Angestoßen durch die Hommage an Lidowitz und die Compassionzusprache meine Frage zu kostenlosen Arzneimitteln:

Werden die durch Lidowitz verabreichten Medikamente tatsächlich kostenfrei zur Anwendung ausgegeben, wie rechtlich in Deutschland im Arzneimittelgestz vorgesehen?
http://de.wikipedia.org/wiki/Compassionate_Use
Die kostenlose Abgabe des Arzneimittels wurde als Grundvoraussetzung für ein Compassionate-use-Programm aufgenommen, damit für die Arzneimittelhersteller kein finanzieller Anreiz für die Initiierung solcher Programme besteht.

siehe: http://www.gesetze-im-internet.de/bu...976/gesamt.pdf
Auszug: §21,Abs.2,Nr.66. unter den in Artikel 83 der Verordnung (EG) Nr. 726/2004 genannten Voraussetzungen kostenlos für eineAnwendung bei Patienten zur Verfügung gestellt werden, die an einer zu einer schweren Behinderungführenden Erkrankung leiden oder deren Krankheit lebensbedrohend ist, und die mit einem zugelassenenArzneimittel nicht zufrieden stellend behandelt werden können; dies gilt auch für die nicht denKategorien des Artikels 3 Absatz 1 oder 2 der Verordnung (EG) Nr. 726/2004 zugehörigen Arzneimitteln;Verfahrensregelungen werden in einer Rechtsverordnung nach § 80 bestimmt.

----------


## Schorschel

Hallo Mattse,

ich finde Deinen Spott über Dr. Leibowitz und die Veräppelungen durch Namens-Verballhornungen unwürdig (dies gilt vor allem auch für Dionysos & Co.).

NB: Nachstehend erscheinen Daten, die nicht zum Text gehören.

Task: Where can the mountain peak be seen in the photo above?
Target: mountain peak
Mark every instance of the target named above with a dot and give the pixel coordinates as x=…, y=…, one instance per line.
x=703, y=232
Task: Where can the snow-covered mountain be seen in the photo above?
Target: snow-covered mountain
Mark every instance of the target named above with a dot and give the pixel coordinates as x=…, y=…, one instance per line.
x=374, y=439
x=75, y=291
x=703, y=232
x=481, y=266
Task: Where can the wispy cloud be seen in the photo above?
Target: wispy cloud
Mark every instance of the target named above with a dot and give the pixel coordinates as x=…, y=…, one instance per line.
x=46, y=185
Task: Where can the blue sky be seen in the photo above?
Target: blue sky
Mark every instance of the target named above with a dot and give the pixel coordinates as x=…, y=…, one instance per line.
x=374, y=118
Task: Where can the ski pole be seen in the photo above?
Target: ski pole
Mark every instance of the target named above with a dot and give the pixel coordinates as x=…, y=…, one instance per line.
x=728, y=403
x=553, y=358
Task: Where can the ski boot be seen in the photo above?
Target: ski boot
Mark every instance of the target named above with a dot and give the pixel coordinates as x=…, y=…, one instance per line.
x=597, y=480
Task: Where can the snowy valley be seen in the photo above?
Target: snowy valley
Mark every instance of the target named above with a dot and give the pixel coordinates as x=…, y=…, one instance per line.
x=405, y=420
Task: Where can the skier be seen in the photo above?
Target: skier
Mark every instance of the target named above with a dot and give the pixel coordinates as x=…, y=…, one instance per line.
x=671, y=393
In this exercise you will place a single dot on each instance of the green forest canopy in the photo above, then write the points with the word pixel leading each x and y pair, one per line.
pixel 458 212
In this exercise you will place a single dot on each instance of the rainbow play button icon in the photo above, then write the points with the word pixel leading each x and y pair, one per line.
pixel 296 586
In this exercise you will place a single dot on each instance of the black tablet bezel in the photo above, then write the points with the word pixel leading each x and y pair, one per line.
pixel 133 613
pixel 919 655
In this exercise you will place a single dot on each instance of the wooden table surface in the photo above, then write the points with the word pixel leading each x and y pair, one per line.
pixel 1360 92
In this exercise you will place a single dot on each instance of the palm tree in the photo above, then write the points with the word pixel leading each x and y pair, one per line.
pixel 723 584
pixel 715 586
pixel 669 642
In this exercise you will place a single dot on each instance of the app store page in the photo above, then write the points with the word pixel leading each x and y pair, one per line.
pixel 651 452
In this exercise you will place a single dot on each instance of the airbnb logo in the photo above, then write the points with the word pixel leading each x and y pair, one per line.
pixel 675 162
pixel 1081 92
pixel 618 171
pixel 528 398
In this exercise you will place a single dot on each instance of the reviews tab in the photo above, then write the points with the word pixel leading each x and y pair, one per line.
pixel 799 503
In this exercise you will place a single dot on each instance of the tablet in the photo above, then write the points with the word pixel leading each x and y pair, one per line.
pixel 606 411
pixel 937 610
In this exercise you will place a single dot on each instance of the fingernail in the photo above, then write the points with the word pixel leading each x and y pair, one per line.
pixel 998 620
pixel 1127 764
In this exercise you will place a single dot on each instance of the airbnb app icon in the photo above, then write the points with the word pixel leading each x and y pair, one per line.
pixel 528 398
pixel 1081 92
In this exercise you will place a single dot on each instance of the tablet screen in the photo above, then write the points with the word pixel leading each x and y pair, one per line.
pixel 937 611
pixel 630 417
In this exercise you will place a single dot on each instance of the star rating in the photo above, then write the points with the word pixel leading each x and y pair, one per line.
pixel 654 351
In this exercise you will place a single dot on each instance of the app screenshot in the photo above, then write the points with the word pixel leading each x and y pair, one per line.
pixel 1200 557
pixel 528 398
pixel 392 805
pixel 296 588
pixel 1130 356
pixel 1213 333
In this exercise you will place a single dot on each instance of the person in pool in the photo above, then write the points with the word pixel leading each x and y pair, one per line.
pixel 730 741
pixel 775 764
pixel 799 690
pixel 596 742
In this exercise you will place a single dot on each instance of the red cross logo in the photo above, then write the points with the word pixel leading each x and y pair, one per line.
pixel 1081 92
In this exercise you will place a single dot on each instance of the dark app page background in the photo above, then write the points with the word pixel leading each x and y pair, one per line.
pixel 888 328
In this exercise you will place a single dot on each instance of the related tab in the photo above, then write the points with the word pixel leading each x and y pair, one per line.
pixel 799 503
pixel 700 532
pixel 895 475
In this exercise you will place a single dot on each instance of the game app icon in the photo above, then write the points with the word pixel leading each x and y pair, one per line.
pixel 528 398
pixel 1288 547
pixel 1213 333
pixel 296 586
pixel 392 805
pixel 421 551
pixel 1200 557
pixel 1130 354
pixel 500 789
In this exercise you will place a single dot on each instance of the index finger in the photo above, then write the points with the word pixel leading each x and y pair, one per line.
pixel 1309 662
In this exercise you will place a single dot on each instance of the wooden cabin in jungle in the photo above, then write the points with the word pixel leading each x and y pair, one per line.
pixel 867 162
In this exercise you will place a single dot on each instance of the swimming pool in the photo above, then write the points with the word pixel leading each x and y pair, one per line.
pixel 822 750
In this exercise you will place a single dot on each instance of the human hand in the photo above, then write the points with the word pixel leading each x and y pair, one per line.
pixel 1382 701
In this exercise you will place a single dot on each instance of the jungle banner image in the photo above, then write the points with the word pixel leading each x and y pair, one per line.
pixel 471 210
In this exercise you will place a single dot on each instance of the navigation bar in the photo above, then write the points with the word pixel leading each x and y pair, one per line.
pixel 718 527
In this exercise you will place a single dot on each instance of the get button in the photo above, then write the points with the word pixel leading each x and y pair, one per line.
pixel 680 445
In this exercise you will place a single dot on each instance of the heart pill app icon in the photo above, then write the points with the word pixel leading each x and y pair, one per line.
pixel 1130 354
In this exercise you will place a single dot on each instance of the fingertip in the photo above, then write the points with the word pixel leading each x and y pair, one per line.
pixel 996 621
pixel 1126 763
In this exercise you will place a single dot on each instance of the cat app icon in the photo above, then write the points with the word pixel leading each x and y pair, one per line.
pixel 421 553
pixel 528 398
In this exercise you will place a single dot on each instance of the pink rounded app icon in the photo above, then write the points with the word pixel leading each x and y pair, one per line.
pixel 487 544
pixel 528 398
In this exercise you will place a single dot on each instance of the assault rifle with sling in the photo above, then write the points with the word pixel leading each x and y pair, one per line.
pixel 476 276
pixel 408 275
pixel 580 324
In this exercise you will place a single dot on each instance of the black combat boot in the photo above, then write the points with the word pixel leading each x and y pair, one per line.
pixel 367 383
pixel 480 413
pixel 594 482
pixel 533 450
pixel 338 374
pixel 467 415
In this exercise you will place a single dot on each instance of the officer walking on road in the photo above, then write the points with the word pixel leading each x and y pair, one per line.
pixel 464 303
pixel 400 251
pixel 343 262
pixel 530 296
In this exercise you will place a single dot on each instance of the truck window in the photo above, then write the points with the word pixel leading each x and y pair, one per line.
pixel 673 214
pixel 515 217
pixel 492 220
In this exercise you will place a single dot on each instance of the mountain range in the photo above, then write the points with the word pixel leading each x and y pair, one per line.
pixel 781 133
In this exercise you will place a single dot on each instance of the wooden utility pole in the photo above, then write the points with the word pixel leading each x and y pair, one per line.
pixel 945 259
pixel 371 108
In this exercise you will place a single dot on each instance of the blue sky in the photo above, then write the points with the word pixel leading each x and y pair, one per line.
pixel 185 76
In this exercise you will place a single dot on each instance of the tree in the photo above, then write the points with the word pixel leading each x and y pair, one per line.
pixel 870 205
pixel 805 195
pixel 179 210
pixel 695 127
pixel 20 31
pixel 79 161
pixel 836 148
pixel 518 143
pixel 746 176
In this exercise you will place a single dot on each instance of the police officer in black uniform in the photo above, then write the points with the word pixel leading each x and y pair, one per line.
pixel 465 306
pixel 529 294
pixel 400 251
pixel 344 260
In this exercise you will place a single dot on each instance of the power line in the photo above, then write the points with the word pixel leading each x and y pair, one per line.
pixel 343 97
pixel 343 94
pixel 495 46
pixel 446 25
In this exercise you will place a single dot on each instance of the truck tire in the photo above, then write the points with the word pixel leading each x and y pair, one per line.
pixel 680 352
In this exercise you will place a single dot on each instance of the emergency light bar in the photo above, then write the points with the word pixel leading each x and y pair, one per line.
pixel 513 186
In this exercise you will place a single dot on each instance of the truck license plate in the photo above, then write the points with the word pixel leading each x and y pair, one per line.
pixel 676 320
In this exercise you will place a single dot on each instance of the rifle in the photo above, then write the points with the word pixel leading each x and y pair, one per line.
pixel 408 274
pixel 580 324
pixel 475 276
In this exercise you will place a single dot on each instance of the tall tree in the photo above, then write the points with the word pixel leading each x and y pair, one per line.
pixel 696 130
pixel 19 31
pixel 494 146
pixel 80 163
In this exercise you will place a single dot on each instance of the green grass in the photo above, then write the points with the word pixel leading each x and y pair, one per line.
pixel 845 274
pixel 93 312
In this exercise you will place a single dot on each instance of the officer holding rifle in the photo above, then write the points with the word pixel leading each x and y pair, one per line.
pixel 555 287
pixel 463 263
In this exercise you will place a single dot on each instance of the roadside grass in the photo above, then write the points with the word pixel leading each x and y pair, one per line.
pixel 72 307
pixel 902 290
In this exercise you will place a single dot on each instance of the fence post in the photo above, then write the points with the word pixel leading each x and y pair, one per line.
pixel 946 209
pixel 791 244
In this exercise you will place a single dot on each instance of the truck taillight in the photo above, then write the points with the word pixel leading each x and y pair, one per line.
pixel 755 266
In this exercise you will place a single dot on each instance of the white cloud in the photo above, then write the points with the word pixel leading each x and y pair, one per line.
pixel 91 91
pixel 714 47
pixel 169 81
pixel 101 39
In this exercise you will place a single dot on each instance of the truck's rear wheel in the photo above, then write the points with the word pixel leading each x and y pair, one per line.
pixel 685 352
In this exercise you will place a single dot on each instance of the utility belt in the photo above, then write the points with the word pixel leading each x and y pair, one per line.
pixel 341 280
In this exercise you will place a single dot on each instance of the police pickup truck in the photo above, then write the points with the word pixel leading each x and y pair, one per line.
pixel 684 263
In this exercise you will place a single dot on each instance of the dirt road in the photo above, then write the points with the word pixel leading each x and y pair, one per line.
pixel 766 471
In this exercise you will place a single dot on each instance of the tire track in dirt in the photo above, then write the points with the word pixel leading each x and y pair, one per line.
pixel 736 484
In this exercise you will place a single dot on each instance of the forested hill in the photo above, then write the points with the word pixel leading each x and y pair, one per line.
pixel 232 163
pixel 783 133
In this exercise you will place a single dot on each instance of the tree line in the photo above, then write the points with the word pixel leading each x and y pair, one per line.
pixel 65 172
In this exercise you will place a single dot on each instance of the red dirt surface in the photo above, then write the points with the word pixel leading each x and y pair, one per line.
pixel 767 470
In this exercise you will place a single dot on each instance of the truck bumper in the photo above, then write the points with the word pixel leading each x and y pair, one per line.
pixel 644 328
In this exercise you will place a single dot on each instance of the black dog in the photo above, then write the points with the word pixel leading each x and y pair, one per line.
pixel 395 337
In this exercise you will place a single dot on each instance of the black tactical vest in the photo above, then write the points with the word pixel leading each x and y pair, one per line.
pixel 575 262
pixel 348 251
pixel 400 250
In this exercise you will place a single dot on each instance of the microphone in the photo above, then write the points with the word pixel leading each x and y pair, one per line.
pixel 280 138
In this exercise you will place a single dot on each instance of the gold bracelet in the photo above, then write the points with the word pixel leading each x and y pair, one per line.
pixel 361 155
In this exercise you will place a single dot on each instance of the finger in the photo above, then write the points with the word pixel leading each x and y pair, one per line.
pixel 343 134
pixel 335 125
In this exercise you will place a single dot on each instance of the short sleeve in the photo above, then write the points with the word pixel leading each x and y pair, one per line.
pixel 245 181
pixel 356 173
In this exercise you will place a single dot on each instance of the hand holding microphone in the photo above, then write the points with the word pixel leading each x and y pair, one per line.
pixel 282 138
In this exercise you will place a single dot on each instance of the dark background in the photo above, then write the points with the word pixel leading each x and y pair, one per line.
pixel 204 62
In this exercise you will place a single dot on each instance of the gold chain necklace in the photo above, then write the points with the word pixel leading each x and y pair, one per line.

Und - to whom it may concern - wer nicht in der Lage ist, das Wort "compassionate" kontextbezogen vernünftig zu übersetzen, der sollte seine Fehlleistung nicht obendrein noch als Basis für deplazierte kindische religiöse Anspielungen nutzen. Das wird dann ziemlich peinlich, finde ich.

Man muss kein Freund der DHB sein, um diese Art von Umgang mit Leibowitz beschämend zu finden...

Schorschel

----------


## tom aus lu

Hallo Mattse,

wir kennen jetzt zu genüge deinen Standpunkt zu Leibowitz bzw. Therapiealternativen.

Du musst dir wirklich nicht immer neues einfallen lassen um in diesem Forum missionarisch Andersdenkende (aus deiner Sicht) auf den Pfad der Schulmedizin zu bringen.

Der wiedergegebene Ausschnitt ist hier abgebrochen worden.